This tutorial explores how to shade a realistic looking rose material using the Standard Surface shader. We will look at some subtle (but important) shading attributes that make up the rose shader, including translucency and sub-surface scattering and some modeling considerations to bear in mind when rendering single sided geometry.
The rose's Standard Surface shader has a Base Color, Specular and SSS maps connected to it. A slightly modified duplicate color map has also been connected to the sub-surface color attribute. The backlighting effect is achieved by enabling Thin Walled.
The animated gif below shows the effect that Diffuse (Base Color), Specular (with high Specular Roughness) and Subsurface (SSS) scattering have on the look of the rose. The scene is lit with a directional light pointing towards the camera, thereby creating the translucent backlighting effect and a Skydome light with a sky HDR map connected to it its color attribute.
SSS combined with Thin Walled can replicate the effect of a translucent object being lit from behind (bear in mind this effect is more suited to single sided objects). The images below show the difference when rendering the petal with increasing amounts of thickness. A fly model has been placed behind the petal and the directional light is pointing towards the camera for maximum effect.
It is generally recommended that Thin Walled only be used with thin objects (single sided geometry) as objects with thickness may render incorrectly. However, in this situation it works fine with thickness (ensure that the diffuse ray depth level is above 1).
Mesh width scale: 1 unit Mesh width scale: 10 units
A HDRI is connected to the Color attribute of a Skydome light. The HDRI used in this example has been downloaded from www.hdrlabs.com. A directional light has also been used to add more sunlight into the scene.
Scene lit with a directional light and a Sky shader with a HDR map
Lighting the scene from behind with a strong directional light has introduced some artifacts at the shadow terminator. The current algorithm enabled by shadow_terminator_fix works well for convex surfaces like a sphere, but it can't fix self-shadowing in concave regions. There are ways to workaround this.
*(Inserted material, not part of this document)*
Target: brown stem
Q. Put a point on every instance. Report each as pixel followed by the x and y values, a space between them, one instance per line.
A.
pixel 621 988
Increasing the lights radius (in this case Angle because a directional light has been used for the sun) helps to reduce the effect of the shadow terminator (by softening the shadow). However, even when increasing the Angle to high amounts, the shadow terminator will still be apparent.
Shadow Angle 0 Shadow Angle 4
Another solution is to increase the number of Subdivision Iterations of the petal geometry. The artifacts will become smaller.
No subdivision Subdivision Iterations 2
A better, more 'physically accurate' method is to add a small amount of thickness to the geometry by extruding the petals. The image on the left has petals that are only single sided. When rendered, the petals appear paper thin (more noticeable around the backscattered areas of the petals). The image on the right shows the results when the petals have extruded depth. The petals now appear to have some thickness when rendered.
Single sided (mesh has no thickness).
Mesh has extruded thickness.
Indirect Diffuse Ray Depth
Increasing the Indirect Diffuse ray depth value will add more bounced light into the scene. The rose appears much brighter after increasing the ray depth to 3. Be cautious when increasing the Indirect Diffuse ray depth value because SSS is sensitive to the Indirect Diffuse ray depth value. When you have many overlapping or enclosed surfaces (such as a rose) you will notice a visible effect when increasing the Indirect Diffuse ray bounces to 2 or more.
Lowering the sub-surface scattering value will help to compensate for this increased brightness.
Diffuse ray depth 1 Diffuse ray depth 3
That concludes this tutorial on how to shade a rose. The techniques covered here can also be applied to other translucent materials such as skin, paper and wax.